10 Maar zij waren weerspannig, En bedroefden zijn heilige geest; Zo is Hij hun vijand geworden, Heeft Hij zelf ze bestreden.
Pero ellos se rebelaron y entristecieron a su Espíritu Santo, por lo cual se volvió su enemigo. Él mismo combatió contra ellos.
11 Toen dacht zijn volk aan de vroegere dagen, Aan de dagen van Moses! Waar blijft Hij, die uit de wateren trok Den herder zijner kudde? Waar blijft Hij, die in diens hart Zijn heilige geest heeft gelegd;
Entonces recordó los días antiguos de su esclavo Moisés y de su pueblo, [y dijo]: ¿Dónde está el que los sacó del mar con el pastor de su rebaño? ¿Dónde está el que puso su Espíritu Santo en él,
12 Die Moses met zijn rechterhand heeft geleid, En met zijn heerlijke arm? Die voor hen uit de wateren kliefde, Om zich een eeuwige naam te bereiden;
el que envió su glorioso brazo para que estuviera a la mano derecha de Moisés y lo guió con su brazo glorioso, el que dividió el mar ante ellos y se ganó renombre eterno,
13 Hen door de watervloeden deed gaan, Zonder te struikelen, als een ros over de steppe?
el que los condujo por el fondo del mar, como se conduce el caballo por el desierto sin tropezar?
14 Als een kudde, die naar de vlakte daalt, Heeft Jahweh’s geest hen geleid; Zó hebt Gij uw volk willen leiden, Dat Gij u een heerlijke naam hebt bereid!
El Espíritu de Yavé les dio reposo así como al ganado que baja al valle. Así condujiste a tu pueblo para darte un Nombre glorioso.
15 Ach, blik neer uit de hemel, Zie neer uit uw heilige en heerlijke woning! Waar blijft nu uw ijver en kracht, uw ontroering, ontferming?
Mira desde el cielo y contempla desde tu santa y gloriosa morada. ¿Dónde están tu celo y tus obras poderosas? ¿Se estrecharon la conmoción de tu corazón y tu compasión hacia mí?
16 Onthoud ze ons niet: want Gij zijt onze Vader! Neen, Abraham kent ons niet eens, En Israël herkent ons niet meer; Maar Gij, Jahweh, blijft onze Vader, Gij heet onze Verlosser van ouds!
Pero Tú eres nuestro Padre. Aunque Abraham nos ignora e Israel no nos reconoce, Tú, oh Yavé, eres nuestro Padre. Redentor nuestro, desde la eternidad es tu Nombre.

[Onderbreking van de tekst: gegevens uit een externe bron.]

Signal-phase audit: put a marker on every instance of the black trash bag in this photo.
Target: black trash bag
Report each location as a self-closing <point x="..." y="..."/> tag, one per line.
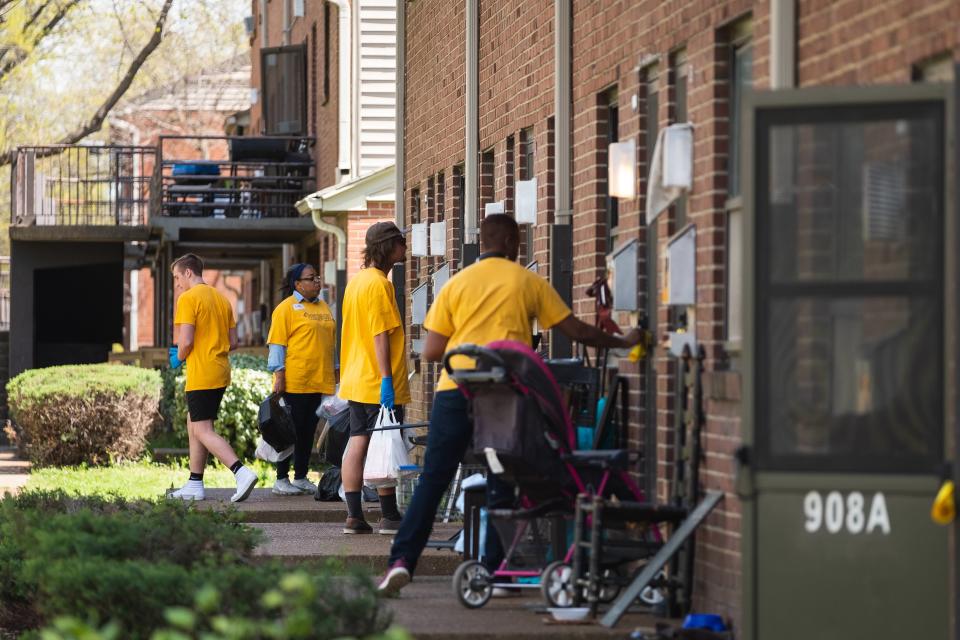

17 Waarom, Jahweh, hebt Gij ons van uw wegen laten verdwalen, Ons hart afgestompt, om U niet te vrezen? Ach, Heer, keer terug omwille van uw dienaars, Terwille van de stammen, die uw erfdeel zijn.
¿Por qué, oh Yavé, nos dejas desviar de tus caminos y endureces nuestro corazón a tu temor? Regresa por amor a tus esclavos, las tribus de tu heredad.
18 Waarom hebben de goddelozen uw tempel beschimpt, Onze vijanden uw heilige woning vertreden;
Por poco tiempo tu pueblo santo poseyó tu Santuario. Nuestros enemigos lo pisotearon.
19 Zijn wij geworden, als hadt Gij nooit over ons geregeerd, Als waren wij nooit naar U genoemd?
Somos como aquellos sobre quienes Tú nunca señoreaste, sobre los cuales nunca fue invocado tu Nombre.